Com’è stato forgiare un nuovo capitolo di una saga storica come TOCA/GRID?
Fin da piccolo, proprio per la mia tendenza onnivora ad assorbire le cose più varie (soprattutto nei videogiochi) ho provato veramente di tutto. TOCA race driver, il primo con i McCAin, è stato uno dei miei giochi preferiti ai tempi. Nel 2008, poi, Race Driver GRID e il suo sistema del flashback, ha democratizzato il mondo delle corse: erano pochi i titoli davvero inclusivi, vari e competitivi insieme. GRID è riuscito a fare tutto questo con innesti veramente geniali. Essendo un giocatore racing concentrato sull’action, questi pilastri, Toca race driver e Race Driver GRID mi hanno profondamente legato alla serie. In GRID Legends, quello che ho provato personalmente a fare, su cui ho coinvolto quasi tutti, è stato rimanere fedele ai principi identitari della serie cercando di spingerli il più possibile e aggiungendo elementi nuovi, come il multiplayer, e la campagna. Social Living World è il motto del nostro multiplayer: abbiamo voluto creare, da un lato un’esperienza varia, dall’altro crediamo che la competitività tra utenti sia vitale e possa creare delle dinamiche uniche. Il multiplayer, per ora, ha numeri molto buoni, la gente che gioca è molto ingaggiata, e in molti, dopo le prime 10 ore di prova gratuita, comprano il titolo principalmente per le sfide multiplayer.

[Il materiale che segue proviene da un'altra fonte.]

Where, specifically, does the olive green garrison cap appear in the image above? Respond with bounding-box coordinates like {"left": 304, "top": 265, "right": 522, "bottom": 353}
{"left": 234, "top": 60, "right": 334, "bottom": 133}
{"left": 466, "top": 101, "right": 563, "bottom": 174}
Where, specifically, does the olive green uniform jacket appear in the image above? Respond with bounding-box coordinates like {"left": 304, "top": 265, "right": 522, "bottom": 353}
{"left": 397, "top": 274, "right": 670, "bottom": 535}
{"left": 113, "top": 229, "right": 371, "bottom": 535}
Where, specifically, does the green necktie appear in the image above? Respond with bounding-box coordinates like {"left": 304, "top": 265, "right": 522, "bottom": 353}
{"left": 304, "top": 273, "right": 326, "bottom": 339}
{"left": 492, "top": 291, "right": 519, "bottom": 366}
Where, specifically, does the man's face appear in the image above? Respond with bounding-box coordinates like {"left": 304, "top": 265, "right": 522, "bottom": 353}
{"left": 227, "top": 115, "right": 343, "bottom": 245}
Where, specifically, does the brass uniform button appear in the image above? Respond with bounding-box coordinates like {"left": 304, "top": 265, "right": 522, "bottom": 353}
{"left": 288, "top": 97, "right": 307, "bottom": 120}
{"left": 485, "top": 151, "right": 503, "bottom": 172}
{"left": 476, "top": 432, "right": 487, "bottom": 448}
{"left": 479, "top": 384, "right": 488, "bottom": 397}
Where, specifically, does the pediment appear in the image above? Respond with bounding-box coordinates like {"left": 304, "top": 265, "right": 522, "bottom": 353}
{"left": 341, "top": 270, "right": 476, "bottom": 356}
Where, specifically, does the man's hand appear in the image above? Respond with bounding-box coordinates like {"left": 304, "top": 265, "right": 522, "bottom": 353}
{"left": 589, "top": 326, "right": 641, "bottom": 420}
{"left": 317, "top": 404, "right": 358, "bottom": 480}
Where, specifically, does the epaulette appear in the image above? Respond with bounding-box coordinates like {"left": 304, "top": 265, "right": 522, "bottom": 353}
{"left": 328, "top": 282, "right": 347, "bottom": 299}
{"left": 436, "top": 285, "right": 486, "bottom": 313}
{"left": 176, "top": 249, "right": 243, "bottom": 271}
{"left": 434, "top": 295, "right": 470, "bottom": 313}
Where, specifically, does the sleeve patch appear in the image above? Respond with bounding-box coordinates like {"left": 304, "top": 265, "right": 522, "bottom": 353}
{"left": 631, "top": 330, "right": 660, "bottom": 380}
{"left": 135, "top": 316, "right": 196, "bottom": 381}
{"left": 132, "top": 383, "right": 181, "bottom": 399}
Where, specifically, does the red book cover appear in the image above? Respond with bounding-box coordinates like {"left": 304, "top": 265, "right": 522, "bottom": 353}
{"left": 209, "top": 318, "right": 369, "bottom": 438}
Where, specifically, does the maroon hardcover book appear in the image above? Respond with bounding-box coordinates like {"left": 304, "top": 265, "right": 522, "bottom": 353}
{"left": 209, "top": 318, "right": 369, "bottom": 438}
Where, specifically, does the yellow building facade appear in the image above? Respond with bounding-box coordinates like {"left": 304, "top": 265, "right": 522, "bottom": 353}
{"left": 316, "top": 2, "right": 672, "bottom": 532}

Come avete progettato GRID Legends in modo che fosse fedele alle sue radici ma accogliente verso i nuovi player?
Quello dei nuovi player è un pubblico target ma scottante. Da un lato devi restare coerente alla serie per fare contenta la community. Dall’altro volevamo rendere questo gioco divertente per tutti coloro che fossero alla ricerca di un racing game dinamico e vario. Abbiamo progettato un gameplay che risulti autentico, delle auto uniche e diverse tra loro e un’atmosfera racing accogliente. La curva di apprendimento è assolutamente modulare, abbiamo 5 livelli di difficoltà, dall’hard core ai meno simulativi che si adattano allo stile di gioco dei nuovi player. La storia, poi, doveva essere varia e accessibile ai giocatori più diversi, dall’Italia allo uk al Giappone agli Usa. Gameplay versatile e abbordabile, multiplayer inclusivo ed elementi classici come il drift hanno reso GRID un gioco immediato, a cui è facile approcciarsi e al contempo vario, autentico e fedele alla sua identità. Io stesso ho scoperto alcune discipline e alcune categorie di veicoli che non conoscevo e che i nostri designer ossessionati dalle corse hanno incluso nel gioco. Negli USA ci sono discipline di racing che in EU sono molto marginali, ma la stessa cosa vale al contrario per cui ognuno può trovare nel gioco sia le esperienze a lui familiari, sia un modo di correre con le macchine che magari non aveva mai visto nella vita.